記念館の後、いくつか訪れたところありますが、写真映えしなくて写真を撮ってないので割愛。最後の最後がこちら。今回の金門旅行を最も印象づけた場所です。
これを見ると本当にアモイが目と鼻の先なんだなということがわかります。

この距離にあって、しかも小さい島だということに高をくくって共産党は油断したんですかね。アメリカから来た最新兵器を前に、共産党軍は小さな小舟で金門島に上陸しようとしている絵か写真を見た記憶があります。どこだったか細かいことは憶えておりませんが。

そして、今やその中国大陸からスピードボートで観光客がわんさと訪れる金門島ですが、橋で繋ぐ計画もあるんですよね。そうなると中国経済からより一層逃れられなくなります。
しかし、そうはいっても元々はこの辺りは目の前の大陸の閩南人と同じ民族が住んでいたのですから、なんとも複雑な心境になります。

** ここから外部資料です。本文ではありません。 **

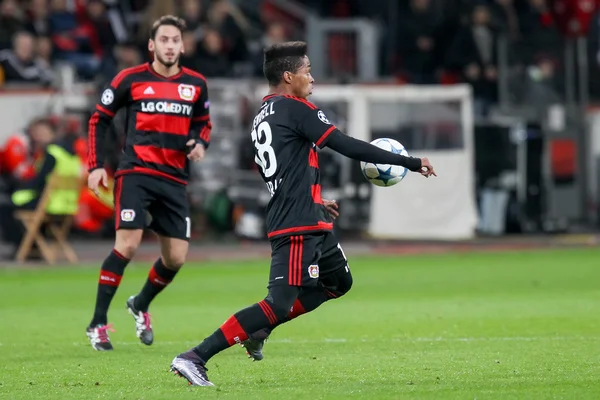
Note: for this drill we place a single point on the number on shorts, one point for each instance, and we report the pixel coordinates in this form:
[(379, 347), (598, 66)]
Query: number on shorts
[(265, 154), (344, 255)]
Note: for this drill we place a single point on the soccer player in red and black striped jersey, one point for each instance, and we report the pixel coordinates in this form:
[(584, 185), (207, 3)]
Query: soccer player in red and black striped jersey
[(167, 125), (308, 266)]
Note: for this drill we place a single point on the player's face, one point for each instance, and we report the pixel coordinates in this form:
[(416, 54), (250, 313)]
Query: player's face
[(167, 45), (302, 83)]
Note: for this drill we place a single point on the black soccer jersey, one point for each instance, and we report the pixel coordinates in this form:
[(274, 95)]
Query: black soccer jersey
[(286, 133), (162, 115)]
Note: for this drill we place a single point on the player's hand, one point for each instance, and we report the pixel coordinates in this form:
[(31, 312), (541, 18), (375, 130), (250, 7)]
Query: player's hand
[(197, 150), (426, 168), (331, 206), (96, 178)]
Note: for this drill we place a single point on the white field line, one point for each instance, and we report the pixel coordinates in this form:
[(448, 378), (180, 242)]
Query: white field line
[(369, 340), (393, 340)]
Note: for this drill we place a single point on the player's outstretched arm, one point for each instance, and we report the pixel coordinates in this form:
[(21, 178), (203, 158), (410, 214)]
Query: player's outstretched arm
[(363, 151), (112, 99)]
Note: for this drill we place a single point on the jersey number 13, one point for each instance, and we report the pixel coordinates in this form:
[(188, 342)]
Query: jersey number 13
[(265, 155)]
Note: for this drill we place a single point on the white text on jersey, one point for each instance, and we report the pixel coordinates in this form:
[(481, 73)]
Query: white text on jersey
[(166, 107), (264, 112)]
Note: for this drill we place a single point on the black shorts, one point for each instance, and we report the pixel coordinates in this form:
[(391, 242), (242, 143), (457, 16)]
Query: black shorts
[(305, 260), (137, 195)]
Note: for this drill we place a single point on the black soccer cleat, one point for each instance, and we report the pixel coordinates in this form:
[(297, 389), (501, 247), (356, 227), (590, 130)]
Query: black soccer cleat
[(254, 345), (98, 336), (191, 367), (143, 327)]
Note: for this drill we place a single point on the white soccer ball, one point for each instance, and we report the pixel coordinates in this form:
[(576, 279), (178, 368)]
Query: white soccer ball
[(383, 174)]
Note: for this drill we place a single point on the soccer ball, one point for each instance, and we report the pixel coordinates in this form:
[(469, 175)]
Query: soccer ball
[(383, 174)]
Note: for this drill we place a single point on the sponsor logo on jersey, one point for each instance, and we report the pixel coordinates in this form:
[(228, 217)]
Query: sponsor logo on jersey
[(186, 92), (127, 215), (166, 107)]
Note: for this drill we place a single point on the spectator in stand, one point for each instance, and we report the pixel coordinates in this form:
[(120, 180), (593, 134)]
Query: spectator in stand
[(98, 20), (191, 12), (540, 33), (44, 52), (20, 65), (275, 32), (417, 41), (208, 58), (36, 20), (232, 26), (10, 22), (473, 53), (505, 17), (74, 39)]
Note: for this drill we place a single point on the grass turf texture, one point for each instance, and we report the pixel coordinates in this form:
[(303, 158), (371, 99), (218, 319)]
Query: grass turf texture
[(486, 326)]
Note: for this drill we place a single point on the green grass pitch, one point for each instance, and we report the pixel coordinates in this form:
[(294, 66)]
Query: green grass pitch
[(463, 326)]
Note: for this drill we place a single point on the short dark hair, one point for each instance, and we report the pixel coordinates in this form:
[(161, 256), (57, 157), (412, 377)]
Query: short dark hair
[(282, 57), (172, 20)]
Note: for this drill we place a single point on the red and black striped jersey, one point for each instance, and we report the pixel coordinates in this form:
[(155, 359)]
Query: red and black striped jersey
[(162, 115), (286, 133)]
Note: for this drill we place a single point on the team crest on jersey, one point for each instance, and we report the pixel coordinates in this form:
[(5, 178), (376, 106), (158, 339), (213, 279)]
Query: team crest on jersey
[(127, 215), (186, 92)]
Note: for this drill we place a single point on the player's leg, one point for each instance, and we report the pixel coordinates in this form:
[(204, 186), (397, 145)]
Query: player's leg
[(173, 254), (291, 257), (129, 223), (335, 280), (170, 220)]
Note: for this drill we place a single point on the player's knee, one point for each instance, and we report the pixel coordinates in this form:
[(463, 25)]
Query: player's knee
[(173, 252), (281, 300), (341, 284), (344, 283), (174, 261), (127, 242)]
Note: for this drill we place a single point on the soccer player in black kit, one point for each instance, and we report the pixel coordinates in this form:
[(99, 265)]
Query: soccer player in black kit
[(167, 125), (308, 266)]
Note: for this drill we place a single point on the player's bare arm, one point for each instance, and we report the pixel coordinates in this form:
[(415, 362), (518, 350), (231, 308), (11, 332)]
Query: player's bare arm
[(332, 208), (97, 177), (363, 151)]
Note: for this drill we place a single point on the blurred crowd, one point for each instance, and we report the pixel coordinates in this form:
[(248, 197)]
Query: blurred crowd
[(424, 41)]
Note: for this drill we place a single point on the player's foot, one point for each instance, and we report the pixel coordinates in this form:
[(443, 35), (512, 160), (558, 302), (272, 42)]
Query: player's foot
[(98, 336), (191, 367), (143, 327), (254, 345)]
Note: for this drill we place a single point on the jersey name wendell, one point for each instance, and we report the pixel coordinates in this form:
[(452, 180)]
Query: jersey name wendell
[(262, 137), (156, 98)]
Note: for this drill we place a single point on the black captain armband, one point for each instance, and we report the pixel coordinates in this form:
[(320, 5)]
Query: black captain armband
[(198, 141), (363, 151)]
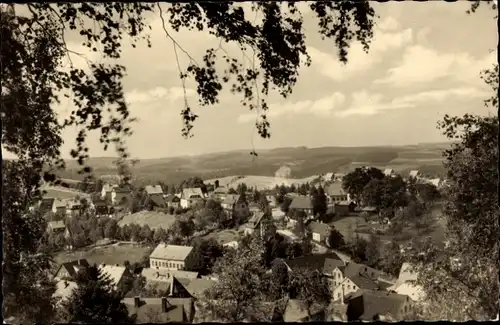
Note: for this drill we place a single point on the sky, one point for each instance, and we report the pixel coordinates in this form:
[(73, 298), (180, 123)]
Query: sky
[(424, 62)]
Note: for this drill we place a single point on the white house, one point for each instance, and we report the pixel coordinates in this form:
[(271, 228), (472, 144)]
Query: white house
[(172, 257), (190, 196)]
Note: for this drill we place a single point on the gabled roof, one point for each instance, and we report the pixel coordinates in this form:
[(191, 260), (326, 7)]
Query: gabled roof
[(197, 287), (363, 282), (231, 199), (73, 267), (301, 202), (150, 310), (172, 198), (191, 193), (380, 303), (319, 228), (153, 189), (171, 252), (158, 200), (311, 262), (256, 219), (335, 189), (331, 264), (56, 224), (388, 171), (114, 272), (413, 173)]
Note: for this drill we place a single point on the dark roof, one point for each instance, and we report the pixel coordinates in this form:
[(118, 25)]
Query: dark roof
[(71, 266), (157, 200), (172, 198), (331, 264), (301, 202), (311, 262), (363, 282), (379, 303), (355, 269), (319, 228), (150, 310)]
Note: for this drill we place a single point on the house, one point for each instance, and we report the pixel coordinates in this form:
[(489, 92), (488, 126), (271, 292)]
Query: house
[(56, 227), (153, 189), (271, 199), (296, 311), (157, 201), (302, 203), (190, 196), (389, 172), (121, 195), (116, 273), (74, 208), (254, 207), (236, 204), (173, 201), (255, 224), (68, 270), (160, 310), (414, 174), (369, 305), (162, 279), (319, 231), (406, 284), (106, 192), (100, 207), (344, 208), (64, 289), (335, 193), (220, 193), (171, 257)]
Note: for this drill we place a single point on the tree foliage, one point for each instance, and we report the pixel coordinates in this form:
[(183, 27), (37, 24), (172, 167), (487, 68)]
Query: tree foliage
[(95, 301)]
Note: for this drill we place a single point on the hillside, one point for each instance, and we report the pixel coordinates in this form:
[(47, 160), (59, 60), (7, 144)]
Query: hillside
[(303, 162)]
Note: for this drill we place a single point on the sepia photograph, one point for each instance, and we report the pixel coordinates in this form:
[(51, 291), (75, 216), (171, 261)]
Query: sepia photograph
[(249, 161)]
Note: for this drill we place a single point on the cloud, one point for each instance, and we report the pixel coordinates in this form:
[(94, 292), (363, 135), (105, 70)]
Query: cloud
[(364, 104), (422, 65), (323, 107), (388, 24), (159, 93), (359, 61)]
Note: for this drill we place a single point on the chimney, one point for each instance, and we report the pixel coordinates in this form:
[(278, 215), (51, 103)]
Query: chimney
[(164, 304), (137, 301)]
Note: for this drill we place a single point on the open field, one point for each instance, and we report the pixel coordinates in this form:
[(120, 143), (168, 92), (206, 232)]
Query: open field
[(304, 162), (111, 254), (62, 193), (151, 218)]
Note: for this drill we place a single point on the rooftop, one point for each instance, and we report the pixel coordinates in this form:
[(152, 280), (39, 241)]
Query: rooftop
[(171, 252)]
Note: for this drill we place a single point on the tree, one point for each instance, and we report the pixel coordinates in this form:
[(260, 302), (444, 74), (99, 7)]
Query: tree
[(319, 202), (466, 275), (205, 254), (94, 301), (238, 292), (311, 288), (335, 239), (355, 181), (285, 206)]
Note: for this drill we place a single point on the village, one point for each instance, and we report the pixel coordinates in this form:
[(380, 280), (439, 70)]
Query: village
[(314, 227)]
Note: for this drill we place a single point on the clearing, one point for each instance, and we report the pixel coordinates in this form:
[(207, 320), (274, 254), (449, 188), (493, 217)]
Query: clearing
[(151, 218), (110, 254)]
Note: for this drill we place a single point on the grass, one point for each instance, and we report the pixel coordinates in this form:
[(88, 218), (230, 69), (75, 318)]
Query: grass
[(224, 236), (151, 218), (111, 254)]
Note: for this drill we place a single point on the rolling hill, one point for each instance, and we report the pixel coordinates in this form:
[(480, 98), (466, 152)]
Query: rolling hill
[(304, 162)]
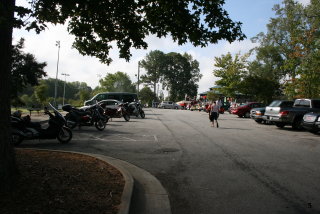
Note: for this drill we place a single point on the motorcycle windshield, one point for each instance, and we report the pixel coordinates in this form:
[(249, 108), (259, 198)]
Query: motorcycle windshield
[(56, 112)]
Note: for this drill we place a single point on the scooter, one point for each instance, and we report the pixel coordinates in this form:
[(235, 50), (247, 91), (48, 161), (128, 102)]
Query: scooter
[(92, 115), (24, 129)]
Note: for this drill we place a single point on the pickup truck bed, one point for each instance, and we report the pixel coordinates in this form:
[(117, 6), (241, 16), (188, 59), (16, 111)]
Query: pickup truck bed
[(293, 116)]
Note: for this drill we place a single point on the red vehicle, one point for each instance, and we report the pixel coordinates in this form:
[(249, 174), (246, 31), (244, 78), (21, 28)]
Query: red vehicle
[(244, 110)]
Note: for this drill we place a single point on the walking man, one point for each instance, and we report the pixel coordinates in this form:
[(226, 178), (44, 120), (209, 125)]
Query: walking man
[(214, 111)]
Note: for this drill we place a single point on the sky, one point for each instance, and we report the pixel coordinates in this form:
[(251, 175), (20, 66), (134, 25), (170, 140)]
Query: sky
[(254, 14)]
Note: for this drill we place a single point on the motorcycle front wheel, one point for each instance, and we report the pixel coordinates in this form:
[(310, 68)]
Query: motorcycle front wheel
[(100, 125), (16, 139), (64, 135)]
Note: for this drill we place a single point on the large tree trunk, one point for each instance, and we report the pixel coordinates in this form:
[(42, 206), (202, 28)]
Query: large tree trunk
[(8, 167)]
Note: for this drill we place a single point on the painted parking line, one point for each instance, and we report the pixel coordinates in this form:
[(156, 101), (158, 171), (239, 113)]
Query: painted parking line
[(118, 137)]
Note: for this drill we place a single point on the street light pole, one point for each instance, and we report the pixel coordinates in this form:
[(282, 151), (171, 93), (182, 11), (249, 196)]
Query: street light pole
[(55, 85), (64, 86), (138, 78)]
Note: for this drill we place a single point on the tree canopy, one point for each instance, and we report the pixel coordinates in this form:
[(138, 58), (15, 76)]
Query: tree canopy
[(117, 82), (25, 70), (96, 24)]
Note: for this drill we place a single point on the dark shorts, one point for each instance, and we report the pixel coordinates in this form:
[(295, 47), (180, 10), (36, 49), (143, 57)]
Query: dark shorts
[(213, 116)]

2020年に広がりを見せた新型コロナウィルスの影響で台湾は即刻中国からの観光ツアーを止めましたが、金門はかなりの大打撃を受けたことでしょう。(アモイー金門ルートが安いので、通過点に使う中国人も多かったのです。)
金門島は思いのほか見所が多く、見てないところがたくさんあるので、また是非行きたいのですが、いつになることやらです。

共産党ー国民党の攻防をイメージした戦車展示。
【共産党ー国民党の攻防をイメージした戦車展示。】

翟山坑道

翟山坑道
【翟山坑道:3年かかって掘られた。海に繋がるトンネル】

こちらは金門島の南西部に位置するため、台湾好行のバスツアーではA線の水頭線で最後に訪れます。
共産党と国民党の戦いの間、船を隠していたトンネルで、今でも海と繋がっていて、魚も泳いでいます。

数年前に台湾で公開され話題になった映画「軍中楽園」で、このトンネル任務での先輩からのパワハラに耐えられず、慰安婦の女性と逃避行する若い兵士がでてきましたが、ぱっと見は水の綺麗な洞窟なんだけども、あの映画のシーンを思い出すと不快な思いで一杯になります。

軍中楽園は、戦争の裏側や慰安所の存在を生々しく描くだけでなく、戦後、台湾で"外省人"と呼ばれた国共内戦後に台湾にやってきた国民党員の中にも来たくてきたわけではない人もいて、歴史に翻弄されてきた台湾の姿も垣間見れる作品です。興味があったら是非見てください。